Um outro herói urbano, Peter Parker, o Homem-Aranha, certa vez ouviu de seu tio uma frase que mudaria sua vida: “Um grande poder vem acompanhado de uma grande responsabilidade”. Com Juneca, não é diferente. O artista rapidamente ganhou consciência da repercussão que seu trabalho poderia alcançar. E nele procurou embutir o que sentia e o que tinha a dizer. Protestou pelas “Diretas já”, pichando na cúpula do Congresso Nacional, em Brasília, o slogan do movimento pela redemocratização nacional – e isso em plena ditadura militar; grafitou o repúdio ao massacre dos presidiários do Carandiru, em 1992, nos muros da casa de detenção; participa com freqüência de trabalhos sociais em escolas e centros culturais da periferia paulistana, além de já ter realizado palestras em lugares tão díspares quanto a Febem e empresas multinacionais, além de escolas e faculdades.

E o exemplo não parou por aí: em 2001, Juneca apresentou à Prefeitura paulistana um projeto com a intenção de levar cidadania e arte à população carente. Participou, ainda, do projeto Belezura, que arregimentou jovens, funcionários da administração pública e voluntários e fez limpezas simbólicas em lugares como o estádio do Pacaembu.

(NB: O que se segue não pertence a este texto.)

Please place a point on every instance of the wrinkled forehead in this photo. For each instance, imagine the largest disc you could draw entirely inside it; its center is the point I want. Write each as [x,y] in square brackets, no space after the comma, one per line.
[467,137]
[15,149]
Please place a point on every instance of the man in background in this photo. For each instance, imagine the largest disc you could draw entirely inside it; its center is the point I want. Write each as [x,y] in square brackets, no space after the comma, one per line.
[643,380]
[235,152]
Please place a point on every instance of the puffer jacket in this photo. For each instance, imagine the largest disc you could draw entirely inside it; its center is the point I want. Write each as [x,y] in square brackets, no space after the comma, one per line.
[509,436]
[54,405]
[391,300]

Parente próximo do movimento hip-hop, o grafite de Juneca, mesmo sem o artista saber, caminhou junto com a explosão de outras vertentes da cultura de rua, como o rap e o break. Apesar de não ter feito essa distinção de imediato, Juneca sempre enxergou sua arte como um elemento usado como fonte de informação para a periferia, um veículo através da qual ela podia dizer o que pensa e o que sente. Entretanto, numa cidade que viu florescer a cultura urbana toda de uma vez, como São Paulo, torna-se difícil ignorar o paralelo cultural havido entre todas as manifestações que ganharam as ruas. Nomes como Rappin’ Hood e Mano Brown (Racionais MCs) não escondem sua admiração por Juneca, citado até mesmo por Afrika Bambaataa, papa do hip-hop mundial.

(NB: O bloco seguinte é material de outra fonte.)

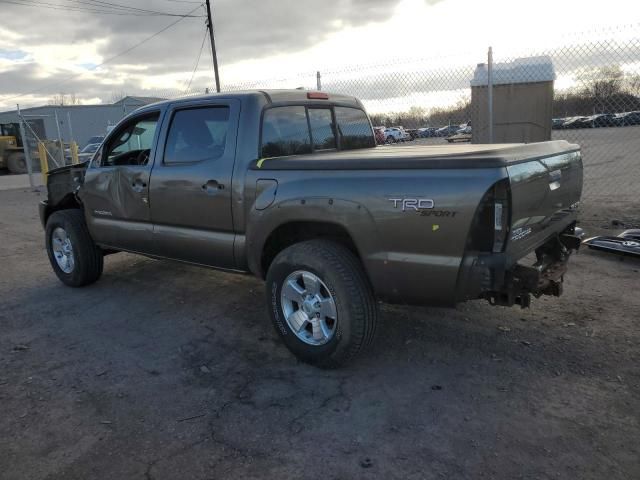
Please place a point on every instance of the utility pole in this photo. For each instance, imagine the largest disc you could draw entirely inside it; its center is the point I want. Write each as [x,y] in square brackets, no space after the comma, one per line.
[213,46]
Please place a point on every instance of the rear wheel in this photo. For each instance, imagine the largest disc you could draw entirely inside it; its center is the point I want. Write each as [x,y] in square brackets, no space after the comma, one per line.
[75,258]
[321,303]
[17,163]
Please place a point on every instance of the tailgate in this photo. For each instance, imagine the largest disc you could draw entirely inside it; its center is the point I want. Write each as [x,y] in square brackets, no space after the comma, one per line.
[545,193]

Heróis e personagens de ficção têm sentimentos, mas nosso artista, ou nosso herói, enfim, é gente de verdade, com um “superpoder” espontâneo, natural. E de onde ele acha que veio essa vontade de pichar? A espontaneidade de Juneca fala por ele: “A primeira coisa que se aprende na escola é a escrever seu nome. Todo mundo se sente à vontade para escrever o próprio nome e aprende a gostar disso. Aí, quando você cresce e se vê um jovem de periferia, a luta para escrever seu nome em algum lugar se potencializa pela falta de oportunidade.” E o grafite foi a oportunidade que Juneca viu para escrever seu nome. E seu nome, então, estará para sempre escrito. Por um spray.
Juneca Artista Plastico ,cenógrafo,muralista hoje realiza trabalhos pelo Brasil e o mundo.